Das Judenamt in Wien

Weil der Zweck meiner Reise in die Residenz kein anderer war, als mit meinem, vom Glücke begünstigten Eleven, wegen der, von ihm mir als künftigen Commissionär seiner Waaren-Vorräthe für Prag anzubietenden Vortheile, mündlich zu unterhandeln, hatte ich meinen ersten Ausgang nach Kalmans Wollmagazinen beschlossen, mußte aber von den daselbst beschäftigten Dienstpersonen erfahren, daß ihr Brodherr vorgestern einen Abstecher nach Preßburg unternommen, was wegen der bestehenden Judenverordnung für Wien nach jedesmaligem Ablaufe von sechs Wochen geschehe. Der redselige Inspector, ein geborner Wiener, bemühte sich, mir diese meinen Glaubensverwandten aufgelastete Beschwerlichkeit, von einer zu billigenden Seite vorzustellen. »Die in der Residenz ansäßigen Israeliten«, – erzählte er – »deren Voreltern für sich und ihre Nachkommenschaft das Recht der Ansiedelung – daselbst Toleranz genannt – mit großen Summen einst erkaufen mußten, hatten mit Betrübniß erfahren, wie die mit jedem neuen Tage aus allen Richtungen der Monarchie zu den Thoren Wiens hereinströmenden Schaaren jüdischer Kaufleute, ihnen, als den Eingebornen, jeden Erwerb zu schmälern, oft ganz zu entziehen wußten. Diesem Unfuge zu wehren, hatte die Wiener israelitische Gemeinde bei der Hofstelle ihre Beschwerde über den schädlichen Einfluß der fremden Handelsjuden eingebracht, und zu diesem Ende die Errichtung eines besondern Paß-Büreau's für israelitische Fremde vorgeschlagen, und diese sollten ihre an der Stadt-Barrière ihnen abgeforderten Reise-Legitimationen an dem bezeichneten Orte binnen vier und zwanzig Stunden wieder erhalten, oder den längern, – jedoch auf zwei Wochen beschränkten, – Aufenthalt in Wien, welcher nur zweimal prolongirt werden darf, mit einer dem Polizeifonde zugewendeten, nicht unbedeutenden Abgabe erkaufen.
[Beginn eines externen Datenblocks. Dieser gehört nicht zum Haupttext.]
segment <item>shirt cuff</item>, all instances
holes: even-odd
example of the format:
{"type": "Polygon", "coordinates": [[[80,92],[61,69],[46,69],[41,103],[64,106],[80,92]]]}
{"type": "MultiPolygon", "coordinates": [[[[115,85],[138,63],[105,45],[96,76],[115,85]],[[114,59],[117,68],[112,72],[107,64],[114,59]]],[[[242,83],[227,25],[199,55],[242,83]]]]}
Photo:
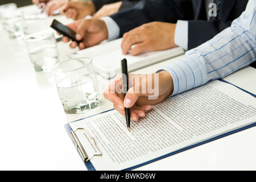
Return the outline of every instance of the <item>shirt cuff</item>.
{"type": "Polygon", "coordinates": [[[117,23],[109,16],[101,18],[105,22],[108,28],[109,38],[108,41],[112,40],[118,38],[120,28],[117,23]]]}
{"type": "Polygon", "coordinates": [[[202,61],[196,56],[185,56],[162,68],[172,77],[174,92],[171,96],[202,85],[208,81],[207,73],[202,61]]]}
{"type": "Polygon", "coordinates": [[[174,38],[175,44],[179,47],[182,47],[185,51],[188,51],[188,21],[177,20],[174,38]]]}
Eine vierte Karte wird Niemandem ausgefolgt, und die Abreise ist unvermeidlich, jedoch bleibt es dem Fremden unbenommen, nach zwei Tagen wieder einzutreffen, und abermals einen halben Monat hindurch, oder, im Wege der zweimaligen Prolongation seiner Aufenthaltskarte sechs Wochen, seine Existenz in Wien zu fristen. In diesem Falle befände sich gegenwärtig auch sein Brodherr – verständigte mich der Magazin-Inspicient, – und würde Herr Spiegel bereits wieder eingetroffen seyn, wenn nicht die junge, liebenswürdige Gattin, deren Geburtstagsfeier in der nächsten Woche falle, den thätigen Geschäftsmann diesmal einige Tage länger in den traulichen Familienzirkel fest bannen möchte.

Diese Nachricht bestimmte mich, mein Reiseziel an dem folgenden Tage zu erweitern, und meinen ehemaligen Eleven im Kreise der Häuslichkeit zu überraschen. Die verletzenden Empfindungen mir zu ersparen, welche der Anblick eines Juden-Polizei-Büreau's auf einen fühlenden Menschen hervorbringen mußte, sandte ich, Behufs der Ausfolgung meines dort deponirten Reisepasses, einen Lohnbedienten dahin ab, und am folgenden Abende schon sollte ich die Erde Ungarns begrüßen.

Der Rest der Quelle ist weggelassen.